Accelerating GIS Analytics with DuckDB and GeoParquet
Learn how DuckDB's in-process analytical engine paired with GeoParquet creates a powerful, serverless stack for high-performance geospatial analytics without traditional database overhead.
The emergence of GeoParquet solved the problem of efficient geospatial data storage. The next piece of the puzzle is a query engine that can fully exploit its advantages without the complexity and overhead of traditional database systems. Enter DuckDB, an in-process analytical database that, when paired with GeoParquet, creates a powerful, lightweight, and serverless stack for high-performance GIS analytics.
Introduction to DuckDB: The "SQLite for Analytics"

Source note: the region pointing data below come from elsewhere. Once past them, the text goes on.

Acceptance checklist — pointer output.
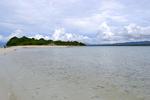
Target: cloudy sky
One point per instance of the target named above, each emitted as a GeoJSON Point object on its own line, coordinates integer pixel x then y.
{"type": "Point", "coordinates": [89, 21]}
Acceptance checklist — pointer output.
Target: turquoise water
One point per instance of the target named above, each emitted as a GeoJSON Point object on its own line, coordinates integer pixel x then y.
{"type": "Point", "coordinates": [90, 73]}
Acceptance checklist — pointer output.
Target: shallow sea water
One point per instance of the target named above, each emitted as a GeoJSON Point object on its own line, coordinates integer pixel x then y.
{"type": "Point", "coordinates": [76, 73]}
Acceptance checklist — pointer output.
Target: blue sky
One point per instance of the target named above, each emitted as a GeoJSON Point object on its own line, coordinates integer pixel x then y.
{"type": "Point", "coordinates": [89, 21]}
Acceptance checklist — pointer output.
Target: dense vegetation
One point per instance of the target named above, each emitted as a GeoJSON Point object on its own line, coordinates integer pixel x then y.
{"type": "Point", "coordinates": [15, 41]}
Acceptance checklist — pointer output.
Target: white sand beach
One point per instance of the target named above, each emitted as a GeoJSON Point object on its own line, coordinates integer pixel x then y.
{"type": "Point", "coordinates": [39, 73]}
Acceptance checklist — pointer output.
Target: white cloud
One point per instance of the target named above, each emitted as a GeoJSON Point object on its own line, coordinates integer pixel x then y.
{"type": "Point", "coordinates": [17, 33]}
{"type": "Point", "coordinates": [60, 34]}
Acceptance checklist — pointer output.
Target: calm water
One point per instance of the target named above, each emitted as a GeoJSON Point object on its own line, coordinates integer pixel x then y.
{"type": "Point", "coordinates": [90, 73]}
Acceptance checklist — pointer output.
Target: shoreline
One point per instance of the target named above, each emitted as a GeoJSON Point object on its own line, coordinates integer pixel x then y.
{"type": "Point", "coordinates": [13, 48]}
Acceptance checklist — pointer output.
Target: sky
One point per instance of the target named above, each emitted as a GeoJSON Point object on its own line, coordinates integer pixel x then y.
{"type": "Point", "coordinates": [88, 21]}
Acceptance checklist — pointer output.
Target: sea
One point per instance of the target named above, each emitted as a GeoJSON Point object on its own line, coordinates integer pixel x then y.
{"type": "Point", "coordinates": [77, 73]}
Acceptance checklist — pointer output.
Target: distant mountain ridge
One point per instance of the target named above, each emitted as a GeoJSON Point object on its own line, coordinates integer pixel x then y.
{"type": "Point", "coordinates": [138, 43]}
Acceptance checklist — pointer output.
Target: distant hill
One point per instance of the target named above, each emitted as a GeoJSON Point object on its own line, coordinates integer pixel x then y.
{"type": "Point", "coordinates": [139, 43]}
{"type": "Point", "coordinates": [15, 41]}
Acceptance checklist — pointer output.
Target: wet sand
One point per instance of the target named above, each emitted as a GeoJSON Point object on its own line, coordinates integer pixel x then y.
{"type": "Point", "coordinates": [33, 73]}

DuckDB is often described as the "SQLite for analytics," and the analogy is apt. Like SQLite, it is an in-process database, meaning it runs directly within your application as a library, not as a separate server process you need to install, manage, and connect to. However, where SQLite is optimized for transactional workloads (OLTP), DuckDB is purpose-built from the ground up for analytical query workloads (OLAP).
For geospatial users, DuckDB's true power is unlocked via its spatial extension:
\\\sql
INSTALL spatial;
LOAD spatial;
\\\
This provides access to over 150 spatial functions with familiar PostGIS-style syntax, while internally bundling essential GIS libraries like GEOS, GDAL, and PROJ.

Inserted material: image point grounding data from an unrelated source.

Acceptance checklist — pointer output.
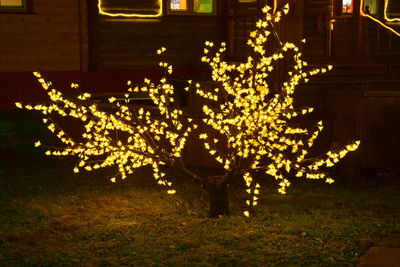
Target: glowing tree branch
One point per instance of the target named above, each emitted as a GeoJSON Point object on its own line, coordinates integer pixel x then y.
{"type": "Point", "coordinates": [152, 137]}
{"type": "Point", "coordinates": [255, 133]}
{"type": "Point", "coordinates": [255, 124]}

The Modern Analytics Workflow: Querying GeoParquet Directly
The combination of DuckDB and GeoParquet enables a paradigm shift away from traditional ETL workflows. DuckDB can query GeoParquet files directly, without an explicit import step. This is enhanced by the httpfs extension, allowing queries on remote files via HTTP range requests.
- Projection Pushdown: Reading only required columns
- Filter Pushdown: Using Parquet metadata to skip irrelevant data chunks
Tutorial: High-Performance Spatial Analysis with DuckDB SQL
Setup: Installing and Loading Extensions
\\\`sql
-- Install extensions (one-time setup)
INSTALL spatial;
INSTALL httpfs;
-- Load extensions (per session) LOAD spatial; LOAD httpfs;
-- Optional S3 optimization
SET s3_region='us-west-2';
\\\`
Example 1: Bounding Box Filter on Remote Data
\\\sql
-- Find buildings in downtown Seattle from remote GeoParquet
CREATE TABLE seattle_buildings AS
SELECT
id,
height,
ST_GeomFromWKB(geometry) AS geom
FROM
read_parquet('s3://overturemaps-us-west-2/release/*/theme=buildings/*.parquet')
WHERE
bbox.xmin > -122.34 AND bbox.xmax < -122.33
AND bbox.ymin > 47.60 AND bbox.ymax < 47.61;
\\\
Example 2: Spatial Join Operations
\\\`sql
-- Point-in-polygon: schools within neighborhoods
CREATE OR REPLACE TABLE neighborhoods AS
SELECT * FROM ST_Read('neighborhoods.geoparquet');
CREATE OR REPLACE TABLE schools AS SELECT * FROM ST_Read('schools.geoparquet');
SELECT
s.school_name,
n.name AS neighborhood_name
FROM
schools AS s
JOIN
neighborhoods AS n ON ST_Intersects(s.geom, n.geom);
\\\`
Essential Spatial Functions
| Function | Description | Example Usage |
|---|---|---|
| ST_Read() | Read geospatial files | \CREATE TABLE t AS SELECT * FROM ST_Read('data.gpkg');\ |
| ST_Point() | Create point geometry | \ST_Point(-122.4, 47.6)\ |
| ST_GeomFromWKB() | Convert WKB to geometry | \ST_GeomFromWKB(geometry_blob)\ |
| ST_Intersects() | Spatial intersection test | \... ON ST_Intersects(a.geom, b.geom)\ |
| ST_DWithin() | Distance-based queries | \WHERE ST_DWithin(a.geom, b.geom, 100)\ |
| ST_Transform() | Reproject geometries | \ST_Transform(geom, 'EPSG:4326', 'EPSG:3857')\ |
Workflow Integration: Pre-Query Validation
- See complete schema with exact column names and types
- Preview sample data to understand content structure
- Verify geometry data presence and format
This pre-flight check eliminates common query errors and accelerates the analytical workflow, positioning inspection tools as essential utilities in the modern analyst's toolkit.
Performance Benefits
- Sub-second queries on multi-gigabyte datasets
- Minimal memory footprint through efficient columnar processing
- Cloud-native scalability with remote file support
- Zero infrastructure requirements for complex spatial analysis
This represents a fundamental shift in how geospatial analytics can be performed, democratizing access to powerful analytical capabilities previously requiring expensive, complex infrastructure.